The thought of De Bruyne leaving City to join Liverpool, their closest domestic rivals and the team set to topple their Premier League dominance, seems almost unthinkable, doesn't it? Well, it's important to remember that the Belgian himself admitted he was a boyhood red and idolized Michael Owen, while Jurgen Klopp also revealed he tried to sign De Bruyne during his Dortmund days.

Klopp told Sky Sports last season: “I love this player. I wanted him desperately when I was at Dortmund and he was at Chelsea, but Jose [Mourinho] didn't give him to me!”

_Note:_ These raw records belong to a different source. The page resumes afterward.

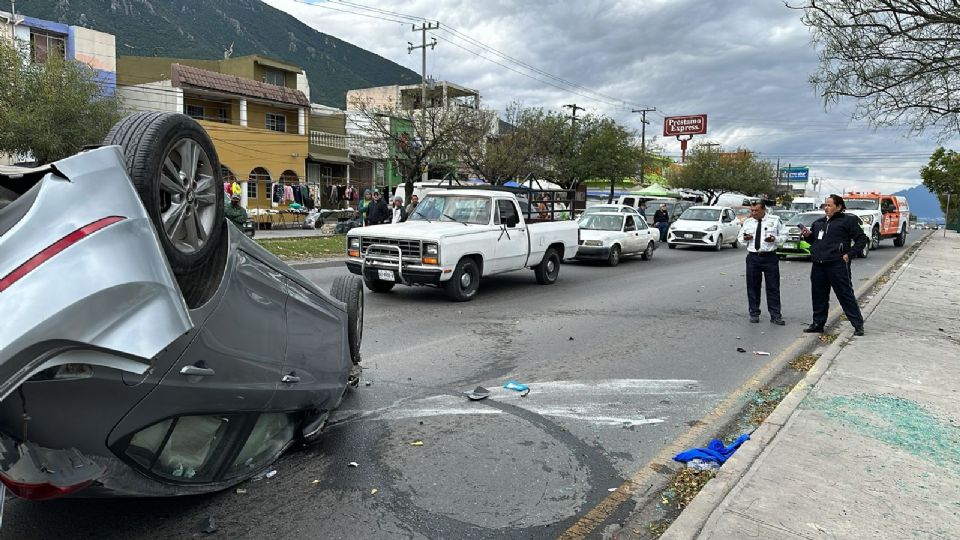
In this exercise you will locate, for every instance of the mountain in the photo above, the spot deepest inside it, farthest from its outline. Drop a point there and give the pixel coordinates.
(204, 29)
(923, 204)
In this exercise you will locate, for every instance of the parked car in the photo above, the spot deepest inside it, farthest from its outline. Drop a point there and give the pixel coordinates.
(455, 238)
(796, 247)
(149, 348)
(598, 208)
(608, 236)
(704, 226)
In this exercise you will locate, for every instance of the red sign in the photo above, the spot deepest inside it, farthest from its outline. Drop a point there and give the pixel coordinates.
(695, 124)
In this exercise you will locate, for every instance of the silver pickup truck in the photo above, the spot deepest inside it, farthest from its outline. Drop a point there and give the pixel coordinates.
(454, 238)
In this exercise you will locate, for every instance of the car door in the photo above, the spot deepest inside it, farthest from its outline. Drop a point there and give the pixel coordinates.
(510, 249)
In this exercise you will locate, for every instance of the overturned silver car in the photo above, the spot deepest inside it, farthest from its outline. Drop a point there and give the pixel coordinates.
(147, 346)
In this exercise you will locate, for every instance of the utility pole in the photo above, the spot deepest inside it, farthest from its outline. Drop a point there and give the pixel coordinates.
(575, 107)
(423, 79)
(643, 139)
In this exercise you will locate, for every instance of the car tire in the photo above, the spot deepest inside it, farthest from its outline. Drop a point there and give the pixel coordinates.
(349, 290)
(901, 238)
(648, 252)
(175, 169)
(463, 285)
(614, 258)
(378, 285)
(548, 270)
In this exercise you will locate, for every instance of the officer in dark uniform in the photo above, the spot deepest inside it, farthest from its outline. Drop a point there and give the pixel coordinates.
(830, 240)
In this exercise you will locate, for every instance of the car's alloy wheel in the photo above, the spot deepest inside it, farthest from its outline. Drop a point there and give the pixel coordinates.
(647, 253)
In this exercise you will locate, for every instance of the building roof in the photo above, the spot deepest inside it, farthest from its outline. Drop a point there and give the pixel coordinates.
(181, 75)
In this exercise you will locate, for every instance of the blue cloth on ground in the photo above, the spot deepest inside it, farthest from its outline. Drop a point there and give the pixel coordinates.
(715, 451)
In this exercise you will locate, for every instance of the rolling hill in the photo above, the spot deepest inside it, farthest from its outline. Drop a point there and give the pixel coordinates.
(204, 29)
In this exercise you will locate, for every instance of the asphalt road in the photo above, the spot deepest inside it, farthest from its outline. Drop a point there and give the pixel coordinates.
(620, 361)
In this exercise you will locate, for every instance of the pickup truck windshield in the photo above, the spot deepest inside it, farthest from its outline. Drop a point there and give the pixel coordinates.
(460, 208)
(862, 204)
(701, 214)
(594, 222)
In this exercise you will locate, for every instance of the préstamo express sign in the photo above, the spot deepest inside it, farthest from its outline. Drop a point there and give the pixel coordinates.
(694, 124)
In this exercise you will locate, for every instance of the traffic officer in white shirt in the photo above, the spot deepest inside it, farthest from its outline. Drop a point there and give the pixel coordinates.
(762, 233)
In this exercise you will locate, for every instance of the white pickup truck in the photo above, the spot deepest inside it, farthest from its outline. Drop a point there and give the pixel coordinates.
(454, 238)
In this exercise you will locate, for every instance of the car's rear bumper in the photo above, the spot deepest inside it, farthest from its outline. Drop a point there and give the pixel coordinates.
(592, 253)
(411, 276)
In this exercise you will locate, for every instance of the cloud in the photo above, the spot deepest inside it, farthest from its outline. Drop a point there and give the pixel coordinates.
(744, 63)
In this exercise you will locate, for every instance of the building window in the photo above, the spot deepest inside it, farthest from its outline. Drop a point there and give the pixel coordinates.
(45, 45)
(276, 122)
(273, 76)
(193, 111)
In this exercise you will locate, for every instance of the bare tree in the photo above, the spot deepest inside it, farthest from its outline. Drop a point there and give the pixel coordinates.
(899, 59)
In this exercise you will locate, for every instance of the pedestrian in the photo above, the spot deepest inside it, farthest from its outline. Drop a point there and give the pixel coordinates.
(412, 207)
(235, 213)
(661, 220)
(378, 212)
(833, 239)
(397, 211)
(364, 206)
(762, 233)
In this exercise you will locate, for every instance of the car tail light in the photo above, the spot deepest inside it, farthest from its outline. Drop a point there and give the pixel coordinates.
(41, 492)
(50, 251)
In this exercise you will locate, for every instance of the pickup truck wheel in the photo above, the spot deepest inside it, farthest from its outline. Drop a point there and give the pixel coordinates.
(647, 253)
(377, 285)
(465, 281)
(175, 170)
(348, 289)
(549, 268)
(614, 258)
(901, 238)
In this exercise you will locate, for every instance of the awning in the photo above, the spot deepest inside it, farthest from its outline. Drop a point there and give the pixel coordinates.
(330, 158)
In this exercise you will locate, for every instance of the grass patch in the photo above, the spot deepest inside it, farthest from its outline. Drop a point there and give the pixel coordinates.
(314, 247)
(804, 362)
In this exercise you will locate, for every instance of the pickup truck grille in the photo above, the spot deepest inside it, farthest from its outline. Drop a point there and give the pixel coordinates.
(411, 248)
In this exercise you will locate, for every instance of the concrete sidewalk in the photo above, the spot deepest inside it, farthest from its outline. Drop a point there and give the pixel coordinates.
(868, 444)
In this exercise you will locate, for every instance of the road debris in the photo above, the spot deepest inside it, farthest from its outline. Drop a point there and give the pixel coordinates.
(519, 387)
(478, 394)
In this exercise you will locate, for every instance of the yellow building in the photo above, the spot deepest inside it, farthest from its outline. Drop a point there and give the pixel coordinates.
(255, 110)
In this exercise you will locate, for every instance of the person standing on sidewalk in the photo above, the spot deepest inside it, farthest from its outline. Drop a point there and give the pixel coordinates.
(762, 233)
(830, 240)
(661, 220)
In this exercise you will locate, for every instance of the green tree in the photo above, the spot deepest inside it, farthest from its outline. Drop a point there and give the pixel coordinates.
(51, 109)
(896, 58)
(717, 173)
(942, 176)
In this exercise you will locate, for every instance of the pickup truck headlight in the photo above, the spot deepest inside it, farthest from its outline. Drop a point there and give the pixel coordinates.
(431, 254)
(353, 246)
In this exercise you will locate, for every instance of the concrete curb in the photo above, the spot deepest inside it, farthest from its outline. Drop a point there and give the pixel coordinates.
(696, 515)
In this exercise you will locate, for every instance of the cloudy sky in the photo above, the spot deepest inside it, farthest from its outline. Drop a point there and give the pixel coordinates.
(744, 63)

The likes of Jordan Henderson and Georginio Wijnaldum are finally getting the praise they deserve now, but it still wouldn't hurt to add a little (or a lot) of creativity into that midfield trio.

And can't you already visualise how that might go down? Roberto Firmino drops off to draw out a centre-back and De Bruyne threads the ball straight through that space for the onrushing Sadio Mane or Mohamed Salah. He could also combine with full-backs Trent Alexander-Arnold and Andy Robertson in a similar fashion he does with City's full-backs, progressing the ball to the byline before one of them cuts it back across goal for the forwards to gratefully fire home. Once again, Liverpool's front three are perfect for De Bruyne here.

Those five players aside, Henderson (5) is the only Liverpool player to provide more than two Premier League assists this season, while the Englishman has created 24 chances from open play — again, sixth behind Salah (42), Mane (41), Alexander-Arnold (40), Robertson and Firmino (both 39).

Just like that, this Liverpool side — potentially the most dominant points-wise in Premier League history — become even better (in theory).